More than a mere feel-good profile of an equine empath, the film traces Brannaman’s story from his youth as an abused child of an alcoholic father. Eventually taken in with his brother by an understanding foster family, he found his own salvation and purpose by channeling the kindness he so desperately desired and needed into a vocation, training — yes, horses — but more importantly creatures of the two-legged variety, their handlers. This “natural horsemanship” centers around techniques devised to work responsively with the animals’ given nature and an attitude of patience and firm “leadership” informed by compassionate understanding rather than the whip.

For over three decades, Buck has taught clinics all over the United States, becoming an almost cult figure to both the horsey set and working cowboys. (It hasn’t hurt that he has photo-ready good looks and a lifelong sideline career as a “trick roper,” having performed on the rodeo and exhibition circuits as well as in television commercials since he was 6 years old.)

The 88-minute documentary was directed by first-time filmmaker Cindy Meehl and edited by Emmy-nominated Garrison resident Toby Shimin (co-curator of the Depot Theatre’s Depot Docs series). Shimin will be on hand for a post-screening Q-and-A.

Asked about her own experience working on the film and Brannaman’s process, Shimin said: “The psychoanalyst Ann Ulanov talks about emotional and psychic health occurring when there is a constant and fluid conversation between the conscious and the unconscious. I think this is something that many of us strive to achieve.

“During the year I spent editing Buck, watching the more than 300 hours of his work with horses and people, I felt like I was witnessing this particular kind of flow, with the horse as a pure, unobscuring conduit.
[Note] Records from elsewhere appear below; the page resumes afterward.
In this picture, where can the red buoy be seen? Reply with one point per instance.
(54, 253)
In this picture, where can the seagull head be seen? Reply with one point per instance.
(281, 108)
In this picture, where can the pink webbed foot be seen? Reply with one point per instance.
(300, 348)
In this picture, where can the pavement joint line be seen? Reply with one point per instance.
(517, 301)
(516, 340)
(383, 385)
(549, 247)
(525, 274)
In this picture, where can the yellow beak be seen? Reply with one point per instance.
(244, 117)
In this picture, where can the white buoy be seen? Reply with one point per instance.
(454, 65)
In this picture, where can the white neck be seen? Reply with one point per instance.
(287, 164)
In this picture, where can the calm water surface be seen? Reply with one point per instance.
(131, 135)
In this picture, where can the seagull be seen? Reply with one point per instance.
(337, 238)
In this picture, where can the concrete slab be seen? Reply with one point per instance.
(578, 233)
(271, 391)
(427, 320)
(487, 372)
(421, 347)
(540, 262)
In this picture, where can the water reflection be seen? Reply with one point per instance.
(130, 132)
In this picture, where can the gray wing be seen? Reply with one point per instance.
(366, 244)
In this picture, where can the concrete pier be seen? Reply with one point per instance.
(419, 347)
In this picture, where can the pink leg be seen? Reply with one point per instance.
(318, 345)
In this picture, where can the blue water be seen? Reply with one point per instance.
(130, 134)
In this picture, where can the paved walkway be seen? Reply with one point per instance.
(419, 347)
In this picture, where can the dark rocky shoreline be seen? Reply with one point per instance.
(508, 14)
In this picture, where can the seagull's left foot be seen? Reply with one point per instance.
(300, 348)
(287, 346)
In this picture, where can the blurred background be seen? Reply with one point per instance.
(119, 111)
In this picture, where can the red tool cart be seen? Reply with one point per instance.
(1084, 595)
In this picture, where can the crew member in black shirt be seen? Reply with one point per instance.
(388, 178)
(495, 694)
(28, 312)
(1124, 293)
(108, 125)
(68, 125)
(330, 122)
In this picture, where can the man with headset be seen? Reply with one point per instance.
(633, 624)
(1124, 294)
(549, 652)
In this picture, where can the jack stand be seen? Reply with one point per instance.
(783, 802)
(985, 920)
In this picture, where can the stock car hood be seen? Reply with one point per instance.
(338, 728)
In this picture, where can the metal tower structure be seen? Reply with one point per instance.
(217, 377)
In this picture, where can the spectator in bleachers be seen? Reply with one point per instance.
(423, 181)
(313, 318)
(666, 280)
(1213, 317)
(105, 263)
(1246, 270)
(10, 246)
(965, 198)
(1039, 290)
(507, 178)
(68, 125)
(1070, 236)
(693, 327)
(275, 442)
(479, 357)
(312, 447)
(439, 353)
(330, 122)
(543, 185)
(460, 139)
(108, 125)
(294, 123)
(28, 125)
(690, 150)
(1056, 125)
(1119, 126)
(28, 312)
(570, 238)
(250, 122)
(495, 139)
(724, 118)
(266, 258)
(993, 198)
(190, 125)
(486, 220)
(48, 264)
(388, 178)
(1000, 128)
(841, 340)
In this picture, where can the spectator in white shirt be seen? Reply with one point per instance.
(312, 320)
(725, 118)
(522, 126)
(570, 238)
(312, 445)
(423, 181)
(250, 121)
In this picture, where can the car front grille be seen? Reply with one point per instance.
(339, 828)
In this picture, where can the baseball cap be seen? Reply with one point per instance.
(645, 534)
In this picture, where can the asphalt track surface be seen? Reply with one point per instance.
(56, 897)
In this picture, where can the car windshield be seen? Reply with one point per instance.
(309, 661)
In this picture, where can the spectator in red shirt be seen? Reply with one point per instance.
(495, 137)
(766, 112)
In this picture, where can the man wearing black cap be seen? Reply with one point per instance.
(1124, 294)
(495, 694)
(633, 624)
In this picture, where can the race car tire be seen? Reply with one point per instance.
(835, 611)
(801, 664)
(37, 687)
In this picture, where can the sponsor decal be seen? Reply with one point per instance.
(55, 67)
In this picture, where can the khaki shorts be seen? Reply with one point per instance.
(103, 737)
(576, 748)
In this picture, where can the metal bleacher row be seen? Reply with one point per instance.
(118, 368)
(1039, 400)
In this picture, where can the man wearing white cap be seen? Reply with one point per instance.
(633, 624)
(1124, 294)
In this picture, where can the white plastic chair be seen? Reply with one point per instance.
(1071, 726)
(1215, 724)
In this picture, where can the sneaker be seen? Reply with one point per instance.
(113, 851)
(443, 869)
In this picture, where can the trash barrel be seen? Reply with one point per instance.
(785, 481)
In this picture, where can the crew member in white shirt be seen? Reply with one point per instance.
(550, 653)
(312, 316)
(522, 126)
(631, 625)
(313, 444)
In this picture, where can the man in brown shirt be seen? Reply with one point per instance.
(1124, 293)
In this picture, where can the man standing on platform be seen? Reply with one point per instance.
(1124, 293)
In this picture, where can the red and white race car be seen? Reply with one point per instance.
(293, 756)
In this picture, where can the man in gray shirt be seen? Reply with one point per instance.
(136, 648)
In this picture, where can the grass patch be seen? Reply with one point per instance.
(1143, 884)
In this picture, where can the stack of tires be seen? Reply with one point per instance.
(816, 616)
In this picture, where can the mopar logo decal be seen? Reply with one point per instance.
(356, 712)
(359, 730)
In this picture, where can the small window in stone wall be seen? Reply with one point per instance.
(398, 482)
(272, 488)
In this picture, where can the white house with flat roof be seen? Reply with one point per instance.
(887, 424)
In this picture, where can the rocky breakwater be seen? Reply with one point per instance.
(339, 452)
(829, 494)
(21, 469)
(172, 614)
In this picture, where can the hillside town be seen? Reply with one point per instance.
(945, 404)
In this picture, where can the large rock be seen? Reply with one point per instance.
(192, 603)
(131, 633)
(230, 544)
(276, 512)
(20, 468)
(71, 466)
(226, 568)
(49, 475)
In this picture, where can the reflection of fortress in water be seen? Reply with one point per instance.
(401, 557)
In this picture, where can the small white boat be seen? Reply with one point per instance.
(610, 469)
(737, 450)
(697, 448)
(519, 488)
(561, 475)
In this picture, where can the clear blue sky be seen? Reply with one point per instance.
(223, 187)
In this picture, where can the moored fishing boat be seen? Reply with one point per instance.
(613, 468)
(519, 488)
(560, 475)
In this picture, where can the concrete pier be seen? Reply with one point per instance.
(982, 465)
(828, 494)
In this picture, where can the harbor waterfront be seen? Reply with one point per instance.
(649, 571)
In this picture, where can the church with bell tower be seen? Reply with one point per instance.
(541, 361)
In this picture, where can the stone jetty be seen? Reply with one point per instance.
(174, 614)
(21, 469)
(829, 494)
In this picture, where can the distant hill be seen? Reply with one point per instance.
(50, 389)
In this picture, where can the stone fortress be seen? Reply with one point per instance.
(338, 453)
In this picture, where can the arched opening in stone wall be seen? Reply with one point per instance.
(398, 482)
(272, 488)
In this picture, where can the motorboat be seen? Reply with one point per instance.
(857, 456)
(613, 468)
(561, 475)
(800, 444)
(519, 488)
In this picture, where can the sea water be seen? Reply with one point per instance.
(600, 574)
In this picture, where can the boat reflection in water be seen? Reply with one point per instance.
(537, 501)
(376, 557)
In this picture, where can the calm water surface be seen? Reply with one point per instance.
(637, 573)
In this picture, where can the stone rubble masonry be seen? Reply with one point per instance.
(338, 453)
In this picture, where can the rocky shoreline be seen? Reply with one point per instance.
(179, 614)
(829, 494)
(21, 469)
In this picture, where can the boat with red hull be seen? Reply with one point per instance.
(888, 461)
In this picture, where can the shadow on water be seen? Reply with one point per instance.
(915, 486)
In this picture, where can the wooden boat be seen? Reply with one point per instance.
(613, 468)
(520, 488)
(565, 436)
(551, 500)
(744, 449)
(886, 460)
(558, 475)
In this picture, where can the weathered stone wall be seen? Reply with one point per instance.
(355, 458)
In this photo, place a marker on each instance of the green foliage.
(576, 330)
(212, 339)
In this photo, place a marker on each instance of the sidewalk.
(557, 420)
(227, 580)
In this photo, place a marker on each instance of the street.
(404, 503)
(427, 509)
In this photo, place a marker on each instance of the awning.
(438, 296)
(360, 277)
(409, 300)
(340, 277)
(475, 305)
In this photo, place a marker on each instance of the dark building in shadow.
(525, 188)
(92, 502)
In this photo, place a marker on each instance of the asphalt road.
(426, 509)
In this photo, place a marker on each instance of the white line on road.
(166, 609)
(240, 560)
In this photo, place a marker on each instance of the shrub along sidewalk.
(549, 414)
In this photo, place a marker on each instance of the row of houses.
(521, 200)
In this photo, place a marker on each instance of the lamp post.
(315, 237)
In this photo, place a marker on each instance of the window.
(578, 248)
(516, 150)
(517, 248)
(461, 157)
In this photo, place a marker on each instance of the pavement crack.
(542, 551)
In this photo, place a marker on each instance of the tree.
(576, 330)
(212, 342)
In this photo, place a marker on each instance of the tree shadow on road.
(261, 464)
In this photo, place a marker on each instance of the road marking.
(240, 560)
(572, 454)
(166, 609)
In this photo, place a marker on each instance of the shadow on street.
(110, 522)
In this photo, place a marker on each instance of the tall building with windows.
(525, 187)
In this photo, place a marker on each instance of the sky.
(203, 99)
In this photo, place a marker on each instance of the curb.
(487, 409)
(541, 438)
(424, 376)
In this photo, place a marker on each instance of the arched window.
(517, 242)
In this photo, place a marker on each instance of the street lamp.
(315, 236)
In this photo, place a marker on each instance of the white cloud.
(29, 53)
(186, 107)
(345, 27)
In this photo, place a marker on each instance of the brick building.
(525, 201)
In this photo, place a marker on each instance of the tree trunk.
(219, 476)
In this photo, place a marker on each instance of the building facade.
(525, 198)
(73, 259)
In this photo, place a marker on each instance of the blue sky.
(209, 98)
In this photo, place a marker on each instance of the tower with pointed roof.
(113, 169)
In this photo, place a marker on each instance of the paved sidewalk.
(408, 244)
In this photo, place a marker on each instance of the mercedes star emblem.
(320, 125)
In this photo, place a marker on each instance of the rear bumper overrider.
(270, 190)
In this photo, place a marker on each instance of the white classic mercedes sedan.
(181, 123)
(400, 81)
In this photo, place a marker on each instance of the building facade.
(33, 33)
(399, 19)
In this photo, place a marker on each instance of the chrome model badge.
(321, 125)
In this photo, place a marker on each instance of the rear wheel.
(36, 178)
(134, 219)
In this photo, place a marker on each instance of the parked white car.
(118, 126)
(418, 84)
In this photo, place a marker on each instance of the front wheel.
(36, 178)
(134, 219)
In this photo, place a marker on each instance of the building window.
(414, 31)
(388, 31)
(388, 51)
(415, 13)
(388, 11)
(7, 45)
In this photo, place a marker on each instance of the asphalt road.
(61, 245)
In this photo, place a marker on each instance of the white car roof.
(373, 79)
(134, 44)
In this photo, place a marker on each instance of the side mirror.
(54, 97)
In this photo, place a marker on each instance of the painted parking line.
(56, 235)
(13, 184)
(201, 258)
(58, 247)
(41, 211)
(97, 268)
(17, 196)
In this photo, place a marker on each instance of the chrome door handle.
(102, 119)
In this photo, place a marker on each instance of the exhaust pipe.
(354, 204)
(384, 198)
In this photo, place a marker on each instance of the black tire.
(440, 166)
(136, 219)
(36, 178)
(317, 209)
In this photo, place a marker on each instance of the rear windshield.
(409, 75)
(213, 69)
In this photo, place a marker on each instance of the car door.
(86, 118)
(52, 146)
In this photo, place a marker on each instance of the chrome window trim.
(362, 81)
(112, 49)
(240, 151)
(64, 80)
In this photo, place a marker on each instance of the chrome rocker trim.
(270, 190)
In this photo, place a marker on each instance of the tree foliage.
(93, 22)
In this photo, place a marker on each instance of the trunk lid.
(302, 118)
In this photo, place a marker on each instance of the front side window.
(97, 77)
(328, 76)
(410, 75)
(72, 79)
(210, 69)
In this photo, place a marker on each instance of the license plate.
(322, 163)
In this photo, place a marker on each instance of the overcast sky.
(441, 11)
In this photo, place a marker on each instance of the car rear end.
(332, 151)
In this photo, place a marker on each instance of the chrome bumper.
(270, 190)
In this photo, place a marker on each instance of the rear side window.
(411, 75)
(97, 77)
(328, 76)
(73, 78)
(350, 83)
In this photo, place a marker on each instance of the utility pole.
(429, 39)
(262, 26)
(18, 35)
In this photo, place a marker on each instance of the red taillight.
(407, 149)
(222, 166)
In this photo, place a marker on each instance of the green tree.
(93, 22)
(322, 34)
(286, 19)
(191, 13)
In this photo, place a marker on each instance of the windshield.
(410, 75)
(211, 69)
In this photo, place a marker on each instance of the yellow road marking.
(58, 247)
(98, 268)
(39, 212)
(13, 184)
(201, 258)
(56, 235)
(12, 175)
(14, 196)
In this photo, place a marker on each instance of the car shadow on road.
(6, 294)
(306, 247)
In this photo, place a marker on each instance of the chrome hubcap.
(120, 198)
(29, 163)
Buck always says, ‘The horse is a mirror to your soul,’ and this metaphor was my guiding principle as I constructed Buck’s story and, based on much of the response, I think it was an accurate one.”

This free screening of Buck is in conjunction with the Garrison Institute’s concurrent “Chemistry of Connection” workshop (Nov. 21–23), which explores the interpersonal and collective fields of relationships and interconnection.

The seminar will be led by psychotherapist and author Tara Bennett-Goleman, science journalist and psychologist-author Daniel Goleman (noted for his bestseller Emotional Intelligence), international environmental mediator Aaron Wolfe and equine therapist R.J. Bob Sadowski Jr. Sadowski uses “horse whispering” principles in his proprietary “HorseMindShip” system and will be demonstrating his approach with his own horses at the workshop.

The screening will take place at the Garrison Institute, Route 9D at Glenclyffe in Garrison. For further information on the “Chemistry of Connection” workshop, go to garrisoninstitute.org.